Cette formidable ouverture convie le thème de Peter Gunn et se transforme en psychobilly agrémenté d’un rythme stomper que n’aurait pas renié The Cramps. L’ironie irrigue You’re The One For Me, Fatty, pop song à la Buddy Holly (hoquets compris) qui contient le vers “You’re the one I really love/And I will stay/Promise you’ll say/If I’m ever in your way”. Haine de soi ? Moquerie envers une jeune fille un peu grosse ? Léger ou réjouissant d’outrance, cet humour tordu est constitutif de l’écriture du Moz depuis ses débuts avec The Smiths (citons Margaret On The Guillotine). Une exception de taille ici : Seasick, Yet Still Docked, où derrière la belle formule se déploient une ambiance ténébreuse et morose, une guitare acoustique digne de Leonard Cohen et des images de mer glauque. On y retrouve l’ire acrimonieuse du poème À Une Passante (1860) de Charles Baudelaire au moment de la conclusion : “You must be such a fool to pass me by.” Flotte alors un désespoir terminal sans échappatoire contrebalancé par l’extrait suivant I Know It’s Gonna Happen Someday. Poignante et introduite par divers extraits de films (une habitude chez un passeur qui nous invite à fouiller les arcanes de la culture pop), cette chanson crève-cœur peut s’envisager comme une possible réponse à I Know It’s Over de The Smiths et déploie la coda de Rock ’N’ Roll Suicide. Plagiat ? Non, clin d’œil puisque l’idée est de Mick Ronson, l’auteur du thème original. David Bowie, désirant peut-être rendre à César ce qui lui appartient, reprendra I Know It’s Gonna Happen Someday sur son anecdotique Black Tie White Noise (1993). Mais le véritable cœur de Your Arsenal est une déclaration d’amour à une Angleterre perdue, le triumvirat Glamorous Glue, We’ll Let You Know et The National Front Disco.
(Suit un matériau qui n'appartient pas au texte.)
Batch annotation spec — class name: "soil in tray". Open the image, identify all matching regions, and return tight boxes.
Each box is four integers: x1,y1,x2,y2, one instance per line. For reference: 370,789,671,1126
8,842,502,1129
Trois titres emplis d’empathie pour les rejetons d’une classe ouvrière en déliquescence, égarés dans la came, la violence aveugle ou l’extrême-droite – voire les trois à la fois. Comme souvent se mêlent d’autres sentiments. Porté par des guitares jadis entendues chez T.Rex et un rythme emprunté à Jean Genie de Bowie (donc à La Fille Du Père Noël de Jacques Dutronc), Glamorous Glue dépeint – en sus des sniffeurs de colle – l’américanisation de l’Angleterre et la disparition d’un parler vernaculaire. Le nostalgique en chef se place dans la lignée des Kinks regrettant le Village Green ou du patriotisme de The Jam et annonce déjà – outre la fierté retrouvée via la britpop – un artiste comme The Streets qui magnifiera l’accent scally. Torturé, mariant guitares acoustiques, larsens finauds et flûtiau qui évoquent les heures fastes de l’Empire conquérant, We’ll Let You Know aborde le hooliganisme avec autrement plus de compassion et d’empathie que la tentative sardonique et hilarante Sweet And Tender Hooligan de The Smiths : “We may even be the most depressing people you’ve ever known/At heart, what’s left, we sadly know/That we are the last truly British people you’ll ever know”. Chauvinisme ? Ou triste constat devant l’état d’une nation dont les derniers vrais représentants seraient une bande de boneheads imbéciles ? À votre avis ?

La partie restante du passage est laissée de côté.